Creativity is an internal event requiring imagination, vision, even freedom. Some might say there’s a “magical” quality to creativity, and perhaps that’s where inspiration comes in. Most of us know the people in this space – the creative types. They need “their space.” A place where inspiration won’t be de-railed by interruption. A place where the free-flow of thoughts are free to bounce around in the brain and, with any luck, form connections like the neurons that enable them. When these connections occur, both thought-wise and neuronal, the next big idea is born.
Innovation is the external process that brings that idea to market, so to speak, in order to create a measureable effect. While it can reasonably be said that innovation may involve similar elements as creativity, innovation also requires a level of discipline and discernment, an ability and drive to apply the big idea in some useful purpose.

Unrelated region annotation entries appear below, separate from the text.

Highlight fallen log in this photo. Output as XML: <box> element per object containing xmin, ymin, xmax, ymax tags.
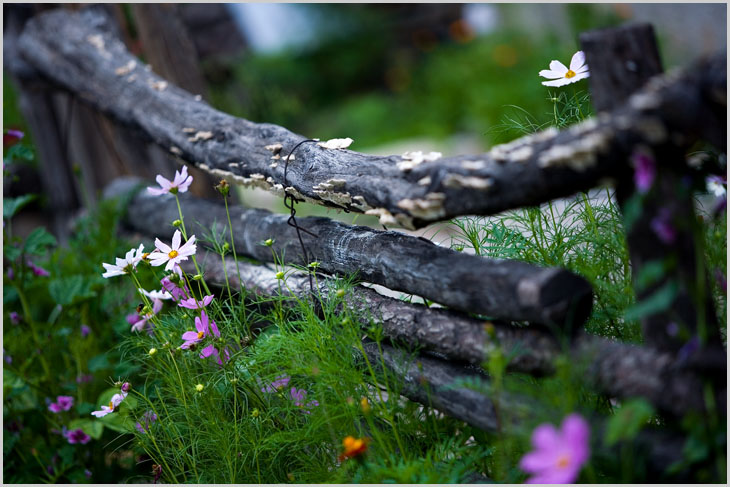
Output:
<box><xmin>112</xmin><ymin>180</ymin><xmax>592</xmax><ymax>331</ymax></box>
<box><xmin>19</xmin><ymin>10</ymin><xmax>726</xmax><ymax>228</ymax></box>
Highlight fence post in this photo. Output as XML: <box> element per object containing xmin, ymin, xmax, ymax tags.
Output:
<box><xmin>580</xmin><ymin>24</ymin><xmax>725</xmax><ymax>370</ymax></box>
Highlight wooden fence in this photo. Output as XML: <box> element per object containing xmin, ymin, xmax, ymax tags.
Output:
<box><xmin>9</xmin><ymin>9</ymin><xmax>727</xmax><ymax>478</ymax></box>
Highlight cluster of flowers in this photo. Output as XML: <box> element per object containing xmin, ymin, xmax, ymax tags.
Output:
<box><xmin>261</xmin><ymin>374</ymin><xmax>319</xmax><ymax>414</ymax></box>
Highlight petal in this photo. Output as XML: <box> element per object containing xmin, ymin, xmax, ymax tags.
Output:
<box><xmin>570</xmin><ymin>51</ymin><xmax>586</xmax><ymax>73</ymax></box>
<box><xmin>550</xmin><ymin>60</ymin><xmax>568</xmax><ymax>76</ymax></box>
<box><xmin>155</xmin><ymin>238</ymin><xmax>172</xmax><ymax>254</ymax></box>
<box><xmin>542</xmin><ymin>78</ymin><xmax>572</xmax><ymax>86</ymax></box>
<box><xmin>537</xmin><ymin>69</ymin><xmax>565</xmax><ymax>79</ymax></box>
<box><xmin>172</xmin><ymin>230</ymin><xmax>181</xmax><ymax>250</ymax></box>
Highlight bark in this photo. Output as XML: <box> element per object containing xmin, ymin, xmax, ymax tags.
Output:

Thus, innovation is inextricably bound to action. Have you ever had a moment when you see some wonderful new product and say to yourself, “I thought of that…first!”? That’s the difference – you may have thought of it, but someone else made it happen.
Leaders that understand these differences, create environments and structures for both and consistently outpace their competitors.
A Culture of Creativity.
Creativity is an introverted process.
In this new world of open office space and collaborative communication, many leaders are frustrated by new research that supports quiet, creative alone-time. Susan Cain, author of the book, Quiet: The Power of Introverts in a World That Can’t Stop Talking, shares research that suggests people are “more creative when they enjoy privacy and freedom from interruption, and that highly creative people in many fields are often introverted, even though they’re extroverted enough to exchange and advance ideas.”
Her findings are not shocking. Give someone time alone to think – to reflect, evaluate and predict (the highest forms of thinking) – and you are likely to yield significant creative output. Even Steve Wozniak told aspiring inventors in his book, iWoz, to “work alone.” While brainstorming can get someone “unstuck,” recent research has proven that it limits creativity when it comes to solving highly complex problems because it can stifle new ideas. Instead of someone offering an original consideration, they too often produce minor iterations riding on the coat tails of others’ ideas.
Leaders that create a balanced culture of independent, un-interrupted creative time and respect individuals’ needs for incubation and focus prior to collaboration, will enable and maximize the unique and creative talents in the people on their team.
A Culture for Innovation.
Innovation is an extroverted process; it brings about change.
Change – that much maligned word that causes people to posture and defend that which is more habit than excellent. “Change is not necessary, however. Survival is not mandatory.” (W. Edwards Deming) But, whether it’s an iPad or i(Whatever), robotic manufacturing or green technology, innovation is what makes living more sustainable…and even fun.
Innovation is a complex, human, and multi-disciplinary process – a social process that requires communication, collaboration, application and risk. In business, leaders may like creative thinking, but they love innovation results. Why? Because innovation can produce profit. Or in a fresh entrepreneur’s mind, world domination!
For innovation to occur and even come to market, a culture of curiosity and action must exist. What might the big idea look like to different people; how might it fit or disrupt existing products or systems; what’s the big “why” for the big idea? Creating an environment where these questions can be explored, where ideas are tested and measured, and results challenged and applied, is absolutely essential for the idea that’s born to create innovation that works.
Creativity and innovation, while often interchanged in conversation, are, more importantly, interdependent: creativity finds meaning and purpose through innovation, and innovation would never occur without creativity. Each stroke of brilliance must be nurtured to thrive.
Creativity and Innovation Questions for Leaders
- How might we create a culture that generates brilliant ideas? What’s working now; what should we tweak?
- How might we create a system or structure that enables collaboration and innovation behaviors? What’s happening to our great ideas now?
- How will we decide which ideas are worthy ideas in which to invest, innovate and bring to market?